Let us train the new model configurations and display the results.

models <- train(models)
models$model_fits %>% caret::resamples(.) %>% bwplot(.)

Applying a data preprocessing pipeline with a PCA transformation capturing 95 pct. of the total variance of the set of predictors actually returns the highest resampled median value of AUC.

You can look up, how many principal components that were used in the different model configurations in order to account for the desired amount of total variance of the predictors.

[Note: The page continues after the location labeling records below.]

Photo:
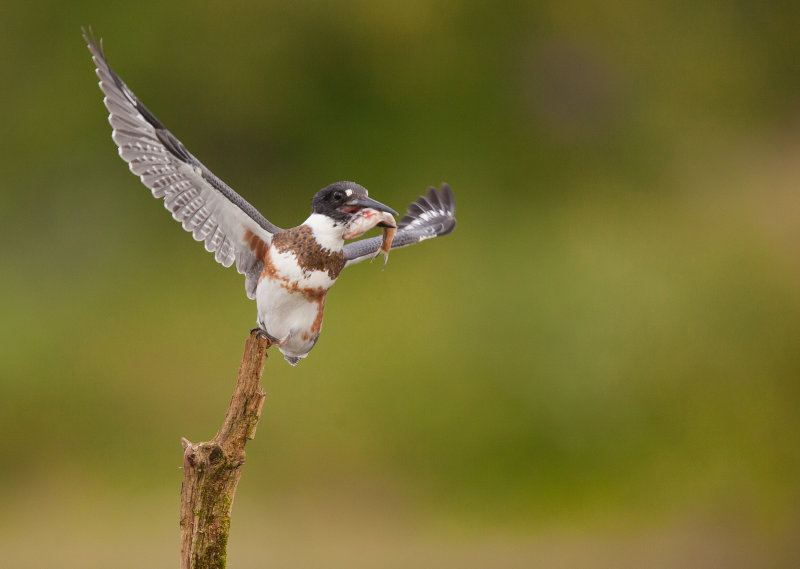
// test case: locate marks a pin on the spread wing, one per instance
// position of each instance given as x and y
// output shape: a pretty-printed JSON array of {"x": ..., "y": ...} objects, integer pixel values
[
  {"x": 207, "y": 207},
  {"x": 430, "y": 216}
]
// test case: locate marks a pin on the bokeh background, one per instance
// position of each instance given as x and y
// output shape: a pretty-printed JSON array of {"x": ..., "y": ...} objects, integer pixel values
[{"x": 598, "y": 368}]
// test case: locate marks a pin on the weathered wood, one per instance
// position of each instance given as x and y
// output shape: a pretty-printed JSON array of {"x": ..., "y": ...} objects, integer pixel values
[{"x": 211, "y": 470}]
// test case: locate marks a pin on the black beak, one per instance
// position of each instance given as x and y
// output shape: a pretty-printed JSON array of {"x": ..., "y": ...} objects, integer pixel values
[{"x": 369, "y": 202}]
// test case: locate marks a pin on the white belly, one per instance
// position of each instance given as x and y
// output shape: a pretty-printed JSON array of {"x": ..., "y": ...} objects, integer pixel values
[{"x": 291, "y": 304}]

models$model_fits[c("pca_.75", "pca_.85", "pca_.95")] %>%
  map(pluck(c("recipe", "term_info", "role"))) %>%
  map_int(~ sum(.x == "predictor"))
#> pca_.75 pca_.85 pca_.95 
#>      22      34      58

To summarize, adding a PCA transformation or a correlation filter to the data preprocessing pipeline seem like good ways of dealing with the “collinearity clusters” in the data set.

Conclusions

  • Experimenting with the data preprocessing pipeline can be seen as part of the model tuning process. Parameters of the data preprocessing pipeline can be thought of as tuning parameters.
  • These kinds of experiments can be organized and conducted easily using R packages recipes and caret in combination with modelgrid.

What’s next?

I have been thinking about how to extend the functionality of modelgrid further in order to:

  • Parametrize experiments with the parameters of the data preprocessing pipeline. But actually I was under the impression, that others are working on developing similar functionality for tuning parameters of the data preprocessing pipeline. Am I wrong here?
  • Support parsnip.
  • To expose models and model configurations from a model grid in a more ‘tidy’ way.

Best, smaakagen